While the execution environment mirrors Ethereum’s, SKALE introduces key differences optimized for performance, scalability, AI, and privacy.
Key Protocol Differences
Gas Fees & Economics
SKALE: Zero gas fees by default with compute credits or sFUEL. Gasless transactions with Proof-of-Work and sFUEL-based chains.
Ethereum: Variable gas fees paid in ETH, market-based pricing with EIP-1559 base fees + priority fees.
SKALE has multiple types of chains due to the multichain network design including appchains, credit chains, and the ability to offer chains with a gas fee if chain buyers want them.
Block Production & Finality
SKALE: Target 1-second block times with instant finality. Transactions are immutable after inclusion in a single block.
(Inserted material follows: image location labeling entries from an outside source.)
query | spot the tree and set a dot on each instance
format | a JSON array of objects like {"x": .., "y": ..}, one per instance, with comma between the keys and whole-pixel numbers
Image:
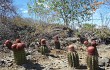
[
  {"x": 6, "y": 9},
  {"x": 68, "y": 11}
]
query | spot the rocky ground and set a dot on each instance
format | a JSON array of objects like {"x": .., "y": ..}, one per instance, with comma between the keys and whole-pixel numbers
[{"x": 56, "y": 60}]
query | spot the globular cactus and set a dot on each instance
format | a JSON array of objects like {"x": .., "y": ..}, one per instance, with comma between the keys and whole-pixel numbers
[
  {"x": 18, "y": 41},
  {"x": 92, "y": 59},
  {"x": 73, "y": 58},
  {"x": 43, "y": 49},
  {"x": 8, "y": 43},
  {"x": 86, "y": 43},
  {"x": 19, "y": 53},
  {"x": 56, "y": 42}
]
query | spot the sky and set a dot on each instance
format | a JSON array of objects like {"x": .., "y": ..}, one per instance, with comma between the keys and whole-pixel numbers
[{"x": 23, "y": 10}]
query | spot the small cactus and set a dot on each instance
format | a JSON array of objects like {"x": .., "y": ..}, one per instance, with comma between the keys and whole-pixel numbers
[
  {"x": 43, "y": 49},
  {"x": 56, "y": 42},
  {"x": 19, "y": 53},
  {"x": 86, "y": 43},
  {"x": 92, "y": 59},
  {"x": 18, "y": 41},
  {"x": 8, "y": 43},
  {"x": 73, "y": 58},
  {"x": 94, "y": 44}
]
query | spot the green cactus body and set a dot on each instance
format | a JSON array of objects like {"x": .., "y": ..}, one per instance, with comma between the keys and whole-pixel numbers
[
  {"x": 76, "y": 59},
  {"x": 92, "y": 62},
  {"x": 96, "y": 52},
  {"x": 73, "y": 59},
  {"x": 57, "y": 44},
  {"x": 19, "y": 56},
  {"x": 44, "y": 49}
]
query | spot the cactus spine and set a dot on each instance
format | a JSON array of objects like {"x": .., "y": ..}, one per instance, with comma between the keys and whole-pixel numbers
[
  {"x": 8, "y": 43},
  {"x": 73, "y": 58},
  {"x": 43, "y": 48},
  {"x": 56, "y": 42},
  {"x": 92, "y": 59}
]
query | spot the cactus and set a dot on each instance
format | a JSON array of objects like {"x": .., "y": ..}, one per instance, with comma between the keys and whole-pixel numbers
[
  {"x": 94, "y": 44},
  {"x": 56, "y": 42},
  {"x": 18, "y": 41},
  {"x": 92, "y": 59},
  {"x": 8, "y": 43},
  {"x": 86, "y": 43},
  {"x": 19, "y": 53},
  {"x": 73, "y": 58},
  {"x": 43, "y": 49}
]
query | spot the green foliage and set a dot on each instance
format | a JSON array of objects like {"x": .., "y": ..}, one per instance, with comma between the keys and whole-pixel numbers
[
  {"x": 19, "y": 57},
  {"x": 73, "y": 59},
  {"x": 92, "y": 62},
  {"x": 69, "y": 11}
]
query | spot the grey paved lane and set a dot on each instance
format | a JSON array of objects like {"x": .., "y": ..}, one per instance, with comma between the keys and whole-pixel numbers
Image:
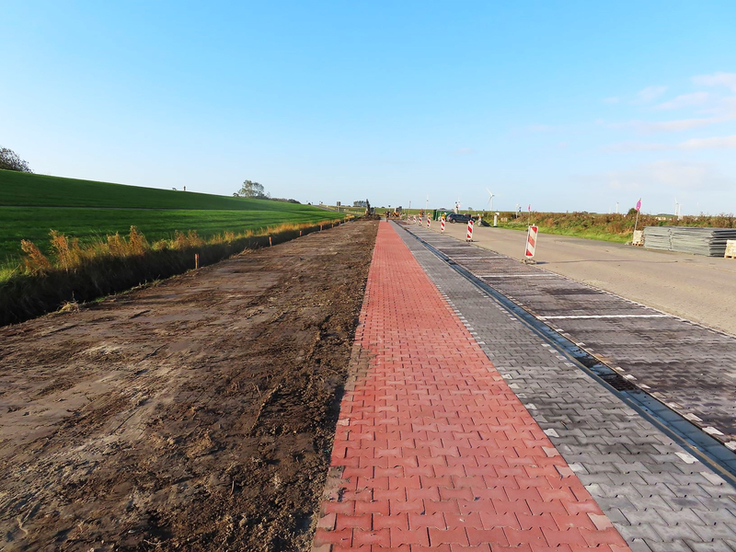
[
  {"x": 691, "y": 368},
  {"x": 658, "y": 496}
]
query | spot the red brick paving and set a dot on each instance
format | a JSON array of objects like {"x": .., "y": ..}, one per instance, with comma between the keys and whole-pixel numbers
[{"x": 433, "y": 451}]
Ethereum: 12-second block times with probabilistic finality. Full finality requires ~12-15 minutes of validator confirmations though two checkpoints.
Resource Limits
SKALE: ~268M block gas limit and 64KB contract size limit allowing for more complex smart contracts
Ethereum: ~60M block gas limit (variable, as of 12/1/2025), 24KB contract size limit, strict constraints for network-wide throughput.
Payments in Solidity
Unless the SKALE Chain implements a native gas fee token with value, zero gas fee chains should avoid the use of msg.value in smart contracts
and instead use ERC-20 or other tokenization options to handle payments. All SKALE Chains currently in prou
Contract Deployment
SKALE Hubs on Ethereum — Calypso, Europa, Nebula, and Titan — currently have contract deployment locked to an “allowlist”. This means that by default to deploy access needs to be granted to either a) the EOA/tx.origin, b) a smart contract (which then allows anyone to deploy through it), c) A specific account on a set of contracts (strengthening security for contracts that could cause state pollution).
The first public chain on the SKALE Base deployment has open contract deployment and simply requires the purchasing of compute credits. Credits can be purchased on the SKALE Portal.
This means that SKALE on Ethereum differs considerably from Ethereum as of 12/20/2025, however, this could change with the upgrade to the credit system in the near future.